Covington does not provide that a right to a hearing arises whenever an employee asserts involuntariness as the basis of retirement or resignation. The right to a hearing arises after an employee makes a nonfrivolous allegation of the involuntariness of a retirement or resignation. See Gratehouse v. United States, 512 F.2d 1104, 1108 (Ct. Cl. 1975); Ragland v. Internal Revenue Service, 2 MSPB 167 (1980).

An involuntary resignation is a removal, see Scharf v. Department of the Air Force, 710 F.2d 1572 (Fed. Cir. 1983); McCormack v. United States, 204 Ct. Cl. 371, 373 (1974); McGucken v. United States, 407 F.2d 1349, 1350, 187 Ct. Cl. 284 (1969), cert. denied, 396 U.S. 894, 90 S. Ct. 190, 24 L. Ed. 2d 170 (1969), and as such the issue of jurisdiction is intertwined with the merits of an action appealable pursuant to 5 U.S.C. §§ 7512(1), 7513(d). It is this connection with the merits of an appeal which prompts the need for a hearing.

Following Gonzalez v. Department of Transportation, 701 F.2d 36 (5th Cir. 1983), Covington adhered to principles of law which pre-dated the Civil Service Reform Act of 1978, i.e., an employee is entitled to a hearing before the board on the appealable issue of involuntary resignation, and when the board fails to alert the employee to an issue on which jurisdiction depends, it has not given adequate notice as to how to respond. See Gratehouse, 512 F.2d 1104; McCormack, 204 Ct. Cl. at 380. The legislative history of the Civil Service Reform Act does not evidence any congressional intent to alter the existing law entitling an employee, claiming involuntary resignation, to a hearing on the issue. An early decision by the board reflects its understanding that the right to a hearing remained after the passage of the Act. Murray v. Defense Mapping Agency, 1 MSPB 338, --- M.S.P.R. 350 (1980).

A second issue is whether the show-cause order issued by the board was reasonably calculated to apprise Burgess of what was required to obtain a hearing. The board contends that it was. We believe that the board's own brief belies this contention.

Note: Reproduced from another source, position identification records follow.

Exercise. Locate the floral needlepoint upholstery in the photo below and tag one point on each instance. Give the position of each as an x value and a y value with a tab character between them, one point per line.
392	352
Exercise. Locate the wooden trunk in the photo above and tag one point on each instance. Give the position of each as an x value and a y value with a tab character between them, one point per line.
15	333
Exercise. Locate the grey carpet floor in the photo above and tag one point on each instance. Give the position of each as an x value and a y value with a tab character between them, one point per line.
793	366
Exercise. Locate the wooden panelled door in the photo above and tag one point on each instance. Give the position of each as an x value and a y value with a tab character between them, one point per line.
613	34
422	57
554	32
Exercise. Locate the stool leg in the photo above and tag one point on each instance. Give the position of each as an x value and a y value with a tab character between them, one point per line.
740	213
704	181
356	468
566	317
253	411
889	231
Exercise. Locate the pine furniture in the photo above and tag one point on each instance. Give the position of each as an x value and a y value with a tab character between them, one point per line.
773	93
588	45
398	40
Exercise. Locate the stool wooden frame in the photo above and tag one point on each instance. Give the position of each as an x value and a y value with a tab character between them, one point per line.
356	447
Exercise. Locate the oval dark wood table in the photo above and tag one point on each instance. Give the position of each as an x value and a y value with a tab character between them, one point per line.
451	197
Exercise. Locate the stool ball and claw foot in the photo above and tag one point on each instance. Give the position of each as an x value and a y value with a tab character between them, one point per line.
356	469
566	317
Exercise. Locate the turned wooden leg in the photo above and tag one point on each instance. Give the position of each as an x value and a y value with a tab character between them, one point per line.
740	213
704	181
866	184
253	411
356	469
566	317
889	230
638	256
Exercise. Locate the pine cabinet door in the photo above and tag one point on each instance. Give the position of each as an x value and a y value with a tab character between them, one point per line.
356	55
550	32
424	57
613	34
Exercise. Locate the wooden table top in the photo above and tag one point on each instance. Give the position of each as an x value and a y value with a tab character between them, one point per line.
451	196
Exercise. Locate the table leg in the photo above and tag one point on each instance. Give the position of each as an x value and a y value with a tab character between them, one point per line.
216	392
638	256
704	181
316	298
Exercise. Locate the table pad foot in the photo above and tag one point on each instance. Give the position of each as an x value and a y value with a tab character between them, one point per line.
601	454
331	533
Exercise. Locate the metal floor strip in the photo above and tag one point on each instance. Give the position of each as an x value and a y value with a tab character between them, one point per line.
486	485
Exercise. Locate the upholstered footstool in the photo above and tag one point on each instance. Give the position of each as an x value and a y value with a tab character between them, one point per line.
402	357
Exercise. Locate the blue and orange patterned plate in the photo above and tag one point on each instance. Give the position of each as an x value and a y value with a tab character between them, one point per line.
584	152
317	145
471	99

At one point in its brief the board argues that Burgess was required, but failed, to "support her claim of involuntary resignation with any evidence, after [being] ordered to do so." At another point, the board argues that Burgess was required, but failed, to "come forward with sufficient facts." We quoted the board's show-cause order earlier. Nowhere does it order or even caution the employee that to establish jurisdiction it would be necessary to produce or allege facts or evidence on an appealable issue. We believe a contrary impression was conveyed since the order indicated nothing of the kind and said that a decision would be made on the basis of the petition and the responses of the parties. The order was misleading, incomplete, and latently ambiguous. It failed to tell Burgess that a nonfrivolous allegation of involuntariness was required to establish an appealable jurisdictional issue, and that the production of factual evidence would be necessary to show that the board had jurisdiction and should grant a hearing. The government knows how to make this plain to employees if that is what it intends. For instance, in the matter of reemployment priority rights, it requires that to invoke board jurisdiction it is necessary to present factual information. See 5 C.F.R. Sec. 330.202.

Accordingly, we vacate and remand to give Burgess the opportunity to make a nonfrivolous allegation of involuntariness which would satisfy the board that it has jurisdiction to afford petitioner a hearing on the issue.